Joey Votto, Cincinnati Reds
When you go to watch Joey Votto play, YOU become part of the action. pic.twitter.com/DZ0xecQUrb— MLB (@MLB) September 4, 2018
Why there’s no certainty how much Votto has left in the tank, he’s signed through 2024. The Reds have patiently waited for some of the younger pieces to develop, and slowly they are coming along. If they can dig up some pitching, they have a young, exciting lineup with even some more pieces like Nick Senzel and Taylor Trammell still to come. The discipline he shows at the plate has to rub off in the clubhouse, right (he’s 12th all-time in on-base percentage)? Votto has stuck with the Reds for 12 seasons, has been one of the best players in baseball for most of them, and has played in just nine playoff games. He deserves to be the leader if and when this team turns the corner.
Anthony Rizzo, Chicago Cubs
This is a tough one. Kris Bryant is one of the most likable players in the game, and also happens to be one of the best, a proven winner at every level. Jon Lester has that veteran savvy, posting a 4-1 record behind a 1.77 ERA in his trips to the World Series.
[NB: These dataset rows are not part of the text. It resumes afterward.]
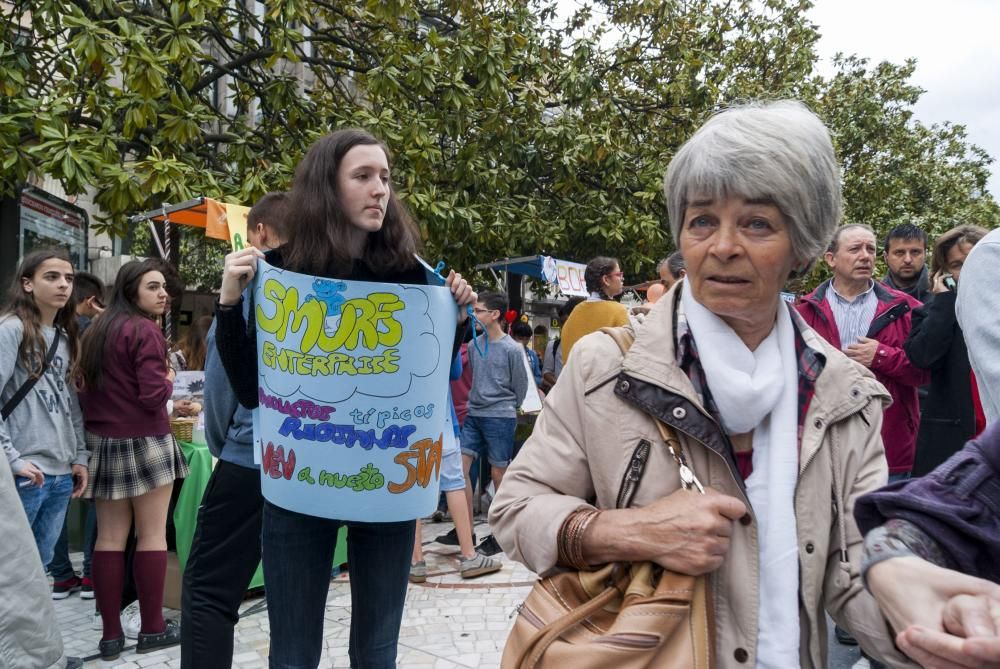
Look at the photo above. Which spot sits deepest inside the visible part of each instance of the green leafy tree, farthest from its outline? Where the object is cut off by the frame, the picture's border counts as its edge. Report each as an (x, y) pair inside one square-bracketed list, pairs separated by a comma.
[(513, 132)]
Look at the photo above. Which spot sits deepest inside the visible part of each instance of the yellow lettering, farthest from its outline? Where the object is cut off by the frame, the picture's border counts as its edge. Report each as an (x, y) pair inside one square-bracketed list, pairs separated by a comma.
[(269, 354), (369, 322), (386, 305), (275, 293)]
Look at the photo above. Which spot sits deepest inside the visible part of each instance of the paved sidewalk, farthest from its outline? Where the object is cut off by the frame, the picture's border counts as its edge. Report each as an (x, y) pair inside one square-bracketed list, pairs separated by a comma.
[(448, 621)]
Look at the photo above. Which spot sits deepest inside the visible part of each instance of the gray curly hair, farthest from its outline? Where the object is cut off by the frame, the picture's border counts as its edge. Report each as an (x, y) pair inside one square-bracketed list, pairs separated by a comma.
[(778, 151)]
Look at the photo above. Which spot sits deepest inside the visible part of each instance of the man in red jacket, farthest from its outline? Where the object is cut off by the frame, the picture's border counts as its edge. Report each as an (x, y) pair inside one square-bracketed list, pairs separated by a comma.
[(869, 322)]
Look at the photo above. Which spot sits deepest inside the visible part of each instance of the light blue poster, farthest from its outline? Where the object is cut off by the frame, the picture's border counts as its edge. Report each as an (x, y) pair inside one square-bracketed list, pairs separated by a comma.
[(353, 389)]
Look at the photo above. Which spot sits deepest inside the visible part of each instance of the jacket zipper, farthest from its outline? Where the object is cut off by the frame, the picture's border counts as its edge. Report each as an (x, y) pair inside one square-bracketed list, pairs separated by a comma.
[(636, 466), (532, 619)]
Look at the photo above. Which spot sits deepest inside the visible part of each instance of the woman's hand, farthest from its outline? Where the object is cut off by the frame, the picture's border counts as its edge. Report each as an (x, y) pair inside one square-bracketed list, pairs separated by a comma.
[(971, 639), (80, 475), (685, 531), (938, 611), (31, 471), (237, 273), (937, 282), (461, 291)]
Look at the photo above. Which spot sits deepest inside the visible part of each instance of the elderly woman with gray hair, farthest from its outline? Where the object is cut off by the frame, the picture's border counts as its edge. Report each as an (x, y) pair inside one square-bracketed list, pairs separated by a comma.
[(780, 428)]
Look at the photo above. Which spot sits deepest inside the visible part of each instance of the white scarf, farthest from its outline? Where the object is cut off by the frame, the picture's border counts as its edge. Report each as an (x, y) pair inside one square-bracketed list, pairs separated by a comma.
[(758, 390)]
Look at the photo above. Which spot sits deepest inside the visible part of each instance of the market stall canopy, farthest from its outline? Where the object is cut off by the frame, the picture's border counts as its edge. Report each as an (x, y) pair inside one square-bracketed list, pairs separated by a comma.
[(563, 273), (219, 220)]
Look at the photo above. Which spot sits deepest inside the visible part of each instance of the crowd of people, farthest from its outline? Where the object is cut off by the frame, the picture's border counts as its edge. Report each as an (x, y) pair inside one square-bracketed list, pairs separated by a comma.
[(847, 444)]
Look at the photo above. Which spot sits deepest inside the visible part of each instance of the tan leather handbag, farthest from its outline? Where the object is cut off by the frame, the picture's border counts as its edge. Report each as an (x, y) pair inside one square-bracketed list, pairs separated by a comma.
[(624, 616)]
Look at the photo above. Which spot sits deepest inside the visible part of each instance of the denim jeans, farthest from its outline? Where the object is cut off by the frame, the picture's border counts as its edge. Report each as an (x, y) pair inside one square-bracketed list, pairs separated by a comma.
[(493, 437), (45, 506), (61, 567), (298, 553)]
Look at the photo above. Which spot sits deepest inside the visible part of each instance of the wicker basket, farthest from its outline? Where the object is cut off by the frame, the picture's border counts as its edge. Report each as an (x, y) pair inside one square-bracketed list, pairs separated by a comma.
[(183, 428)]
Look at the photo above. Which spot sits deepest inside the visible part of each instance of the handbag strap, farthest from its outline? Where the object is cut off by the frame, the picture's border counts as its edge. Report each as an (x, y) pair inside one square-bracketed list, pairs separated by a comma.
[(30, 382)]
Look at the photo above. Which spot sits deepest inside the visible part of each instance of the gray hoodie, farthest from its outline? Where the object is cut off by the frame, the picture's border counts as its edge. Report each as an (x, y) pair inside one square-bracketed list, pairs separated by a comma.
[(46, 428)]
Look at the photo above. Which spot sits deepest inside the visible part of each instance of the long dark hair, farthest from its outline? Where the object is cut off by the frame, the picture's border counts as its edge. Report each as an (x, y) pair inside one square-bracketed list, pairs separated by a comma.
[(21, 304), (318, 232), (105, 329), (193, 345), (962, 234)]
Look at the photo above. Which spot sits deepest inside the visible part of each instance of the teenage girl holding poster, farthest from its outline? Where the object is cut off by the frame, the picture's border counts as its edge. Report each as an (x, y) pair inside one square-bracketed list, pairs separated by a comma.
[(345, 222)]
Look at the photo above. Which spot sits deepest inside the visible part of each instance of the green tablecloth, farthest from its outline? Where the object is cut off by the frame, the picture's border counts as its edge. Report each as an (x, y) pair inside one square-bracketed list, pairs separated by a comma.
[(200, 462)]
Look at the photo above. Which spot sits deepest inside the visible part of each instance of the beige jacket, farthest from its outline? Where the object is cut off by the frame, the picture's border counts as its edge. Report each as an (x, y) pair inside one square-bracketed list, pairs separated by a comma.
[(599, 412)]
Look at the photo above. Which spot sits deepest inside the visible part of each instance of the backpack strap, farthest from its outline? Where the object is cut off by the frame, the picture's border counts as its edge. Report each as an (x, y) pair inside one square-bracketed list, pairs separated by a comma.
[(623, 335), (26, 387)]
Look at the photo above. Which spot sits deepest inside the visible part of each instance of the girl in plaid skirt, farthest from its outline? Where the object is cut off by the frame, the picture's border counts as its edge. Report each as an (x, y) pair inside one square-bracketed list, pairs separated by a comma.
[(125, 387)]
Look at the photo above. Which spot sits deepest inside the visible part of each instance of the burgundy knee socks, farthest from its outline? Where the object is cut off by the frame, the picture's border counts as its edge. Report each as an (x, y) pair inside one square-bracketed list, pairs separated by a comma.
[(108, 571), (150, 571)]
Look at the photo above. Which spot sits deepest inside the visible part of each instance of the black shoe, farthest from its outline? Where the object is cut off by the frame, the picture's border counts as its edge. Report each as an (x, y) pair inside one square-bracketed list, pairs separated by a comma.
[(450, 538), (489, 546), (112, 648), (170, 636), (872, 662), (844, 637)]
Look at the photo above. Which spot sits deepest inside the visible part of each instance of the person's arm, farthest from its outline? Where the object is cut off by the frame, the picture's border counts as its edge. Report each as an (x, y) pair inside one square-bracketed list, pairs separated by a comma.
[(456, 367), (10, 339), (893, 363), (82, 454), (548, 480), (847, 601), (621, 317), (149, 361), (942, 617), (545, 488), (518, 374), (549, 366), (977, 308), (932, 332)]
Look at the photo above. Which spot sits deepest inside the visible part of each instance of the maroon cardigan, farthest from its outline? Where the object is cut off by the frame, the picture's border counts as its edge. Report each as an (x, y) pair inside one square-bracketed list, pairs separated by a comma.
[(132, 400)]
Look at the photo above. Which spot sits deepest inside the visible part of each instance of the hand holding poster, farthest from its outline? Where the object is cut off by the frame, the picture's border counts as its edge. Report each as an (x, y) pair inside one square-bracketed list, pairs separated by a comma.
[(353, 389)]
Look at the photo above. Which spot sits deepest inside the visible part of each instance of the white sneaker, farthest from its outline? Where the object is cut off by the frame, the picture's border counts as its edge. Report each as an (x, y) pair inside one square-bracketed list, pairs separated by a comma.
[(131, 621)]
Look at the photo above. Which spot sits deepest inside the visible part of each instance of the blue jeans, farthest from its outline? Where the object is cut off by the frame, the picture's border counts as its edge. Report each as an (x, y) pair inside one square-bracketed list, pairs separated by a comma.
[(45, 507), (492, 436), (298, 552), (61, 567)]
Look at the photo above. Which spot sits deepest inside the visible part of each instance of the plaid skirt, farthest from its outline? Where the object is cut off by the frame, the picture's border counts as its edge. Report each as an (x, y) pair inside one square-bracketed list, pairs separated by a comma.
[(129, 467)]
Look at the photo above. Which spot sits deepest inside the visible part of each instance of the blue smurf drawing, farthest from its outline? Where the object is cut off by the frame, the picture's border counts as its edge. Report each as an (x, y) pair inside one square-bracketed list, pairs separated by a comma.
[(328, 291)]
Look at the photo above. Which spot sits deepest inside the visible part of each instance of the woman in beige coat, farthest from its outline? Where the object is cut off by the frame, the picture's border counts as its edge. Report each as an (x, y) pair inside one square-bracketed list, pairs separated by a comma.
[(780, 428)]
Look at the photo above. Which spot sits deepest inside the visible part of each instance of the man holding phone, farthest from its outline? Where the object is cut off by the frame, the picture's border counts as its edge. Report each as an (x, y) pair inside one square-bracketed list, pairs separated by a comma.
[(936, 343), (869, 322)]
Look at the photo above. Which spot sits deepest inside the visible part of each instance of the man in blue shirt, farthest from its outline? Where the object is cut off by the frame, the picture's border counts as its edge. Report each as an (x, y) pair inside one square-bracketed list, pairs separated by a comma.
[(225, 551)]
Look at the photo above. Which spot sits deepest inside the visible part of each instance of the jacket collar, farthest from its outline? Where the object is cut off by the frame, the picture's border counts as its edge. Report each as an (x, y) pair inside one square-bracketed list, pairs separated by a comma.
[(650, 367)]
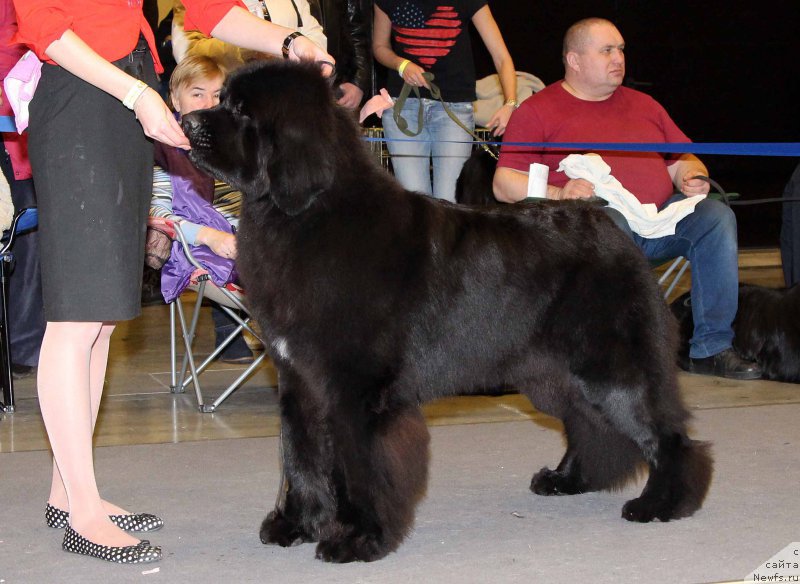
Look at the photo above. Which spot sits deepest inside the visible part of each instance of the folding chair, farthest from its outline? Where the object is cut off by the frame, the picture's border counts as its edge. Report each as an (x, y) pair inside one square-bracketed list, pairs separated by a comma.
[(24, 220), (669, 278), (230, 299)]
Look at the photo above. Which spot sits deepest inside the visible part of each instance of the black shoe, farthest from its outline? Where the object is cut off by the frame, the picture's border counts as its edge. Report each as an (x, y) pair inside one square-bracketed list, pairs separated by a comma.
[(141, 553), (726, 364), (59, 519), (22, 371)]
But something about Rizzo just says captain.
Rizzo was well traveled in his youth, drafted by the Red Sox, traded to the Padres and then shipped to Chicago in that blockbuster Kyung-Min Na and Andrew Cashner (swing and a miss). It’s rare to think a non-homegrown player as a captain, but Rizzo is as much a Cub as there’s every been. He’s a perennial MVP and All-Star candidate, has a Gold Glove and World Series under his belt, but has two distinctions that really stand out. He’s won both the Branch Rickey and Roberto Clemente Awards. That’s the kind of leadership and mentality you want leading this young team.
Buster Posey, San Francisco Giants
Before Posey arrived, the last time the Giants won a World Series, they were on the other side of the country. Posey took home Rookie of the Year in 2010, and then the Giants won the World Series three times in five years.
Not too shabby kid.
Posey isn’t quite the player he used to be, with postseason surgery and not playoff games likely looming. But he is the face of this franchise, and as they continue to search for a new identity, who better to lead them?
Yadier Molina is a tricky one. He’s got at least two more years as a Cardinal, but a 37-year-old catcher with one of the best catching prospects in the game knocking at the door could decide to hang it up. Three years ago, there was no question. If he commits to being behind the plate for the Cardinals for the duration of his contract, then he is a no-brainer captain.
What about a guy like Paul Goldschmidt? The Diamondbacks have enjoyed newfound success as he mans first base, easily one of the ten best players in the game. While he seems to merit the same lifetime contract that Trout will get, it’s still unsigned. It’s tough to name someone a captain who is heading into his option year, but he is more than deserving.
There are quite a few players that have heard outcries to become captain over their years. Brett Gardner was one many in New York felt should replace the Yankees Derek Jeter. While Gardner is the veteran of a young team and has had some memorable at bats, the captain needs to be someone that will leave a legacy behind. Someone that kids 20 years from now will say, “my dad always remembers that time Brett Gardner...”. Gardner is a very good player, and has played a big role for the Yankees, but doesn’t simply merit the captainship because Jeter retired.